# The Octagon Tackle Thief Busted!



## Ugly 1

For all of you that have been victims of the beast at the Octagon that has been destroying tackle for the last couple months, I dedicate this post to you, your broken rods and your miles of line that have been ripped away from you!! Ok enough BS!!! After a failed trip to the gulf I decided to head over to the little octagon pier at Bob Sikes. After reading posts and talking to many fisherman that have had tackle destroyed I wanted to find the responsible party so I broke out the big guns. I pitched out some chunks of ray on my trusted G Loomis, my 4/0 and my new 9/0 all baits were within 20 ft of the rail. The loomis was the first to go, reel started screaming line out and after about 100yds I started to crank down the drag on my 4000 series shimano and after about 20 yds the beast stopped turned gave a couple huge head shakes and spit the hook! After about 40 minutes and me falling asleep in my chair like usual I'm woke up by the sound of a screaming 9/0!! After letting it run for a good 100yds I tighten the drag down and set the hook.
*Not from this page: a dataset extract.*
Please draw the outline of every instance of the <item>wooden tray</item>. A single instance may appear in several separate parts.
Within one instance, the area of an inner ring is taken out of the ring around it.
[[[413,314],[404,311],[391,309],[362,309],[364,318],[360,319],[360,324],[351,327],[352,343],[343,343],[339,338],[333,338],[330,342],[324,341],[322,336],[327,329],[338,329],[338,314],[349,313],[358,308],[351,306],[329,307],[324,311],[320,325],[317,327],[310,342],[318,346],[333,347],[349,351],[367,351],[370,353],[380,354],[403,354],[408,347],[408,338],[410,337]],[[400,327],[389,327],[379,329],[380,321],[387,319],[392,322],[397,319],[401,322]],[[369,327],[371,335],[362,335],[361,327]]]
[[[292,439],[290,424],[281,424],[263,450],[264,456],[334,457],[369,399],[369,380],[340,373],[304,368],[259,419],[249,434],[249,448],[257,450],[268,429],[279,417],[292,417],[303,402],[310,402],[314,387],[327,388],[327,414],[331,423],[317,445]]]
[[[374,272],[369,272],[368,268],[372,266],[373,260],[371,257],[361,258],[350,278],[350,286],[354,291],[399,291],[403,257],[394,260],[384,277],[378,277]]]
I was shocked to hear what sounded like someone threw a cow off the bridge!! After the huge splash the beast was pissed and headed for the pass! Between the noise the 9/0 made and the splash at 3:00 in the morning, people started showing up to see what the hell made that noise. After about 40 minutes and help from Sawyer, Nathan and Andrew we got the beast landed took some mugshots and watched the beast swim away unharmed. Thanks for the help guys at 7 ft and 250+ lbs of Bull I could not have done it without you! UGLY


----------



## DeepSouthHunter

Awesome! Where's the pics?


----------



## MoganMan

Was an absolutely amazing end to a great night, never seen someone catch a fish that big before! And man, that 9/0 is loud! We heard it while walking back to the car from bob sykes!


----------



## rufus1138

lol do not swim near bob sykes.....dayum.


----------



## southern yakker

Dang that's a beast! Nice fish for sure!


----------



## orion3

Finally!


----------



## ThaFish

*The Beast*

For anyone wanting to see Ugly with his catch, here's the monster. Nice catch Ugly! Glad we could help ya out with that one. Let us know the next time you're going shark fishing, we'd be happy to join you if you want some company.


----------



## Pompano Joe

Way to go Ugly! Congrats on a nice one!


----------



## ThaFish

*Another Sweet Picture..*

Figured you might want this one too. Sprinklers messed up the focus on the camera & the exposure was set too low, but at least I still got one!


----------



## cobe killer

good job on the shark!! people don't realize what swimms amoung us i shallow waters!!


----------



## Fisher Belac

Wish I didn't go to the car and fall asleep I could have seen a great catch. Good job though. Glad they were there to help you land it!


----------



## Ocean Master

I live just a little bit from where you caught him and I have seen a Bull Shark swim by my dock 2 times in the past 12 years. This is the summer when the Mullet are thick.


----------



## Ugly 1

ThaFish said:


> For anyone wanting to see Ugly with his catch, here's the monster. Nice catch Ugly! Glad we could help ya out with that one. Let us know the next time you're going shark fishing, we'd be happy to join you if you want some company.[/QUOTE And you guys thought Ugly was just a screen name!!!!! Funny, that's the same scared look I get every time I jump in the water with a pissed off shark. UGLY


----------



## devinsdad

AWESOME!!!! Way to go on the big Bull.


----------



## holicori

Adda boy ugpy


----------



## DAWGONIT

that's an eating machine for sure.
WTG on the hook up and landing.
catch 'em up.


----------



## drifterfisher

I lost many rods and miles of line there...Why did you release it? I would have tried to eat it or fed it to my hogs.


----------



## AVIDfisherman

Wow crazy. Nice fish Don! I wouldve never expected catching that thing so close to the pier.


----------



## MoganMan

This settles it, I'm buying a shark set up.


----------



## Ugly 1

drifterfisher said:


> I lost many rods and miles of line there...Why did you release it? I would have tried to eat it or fed it to my hogs.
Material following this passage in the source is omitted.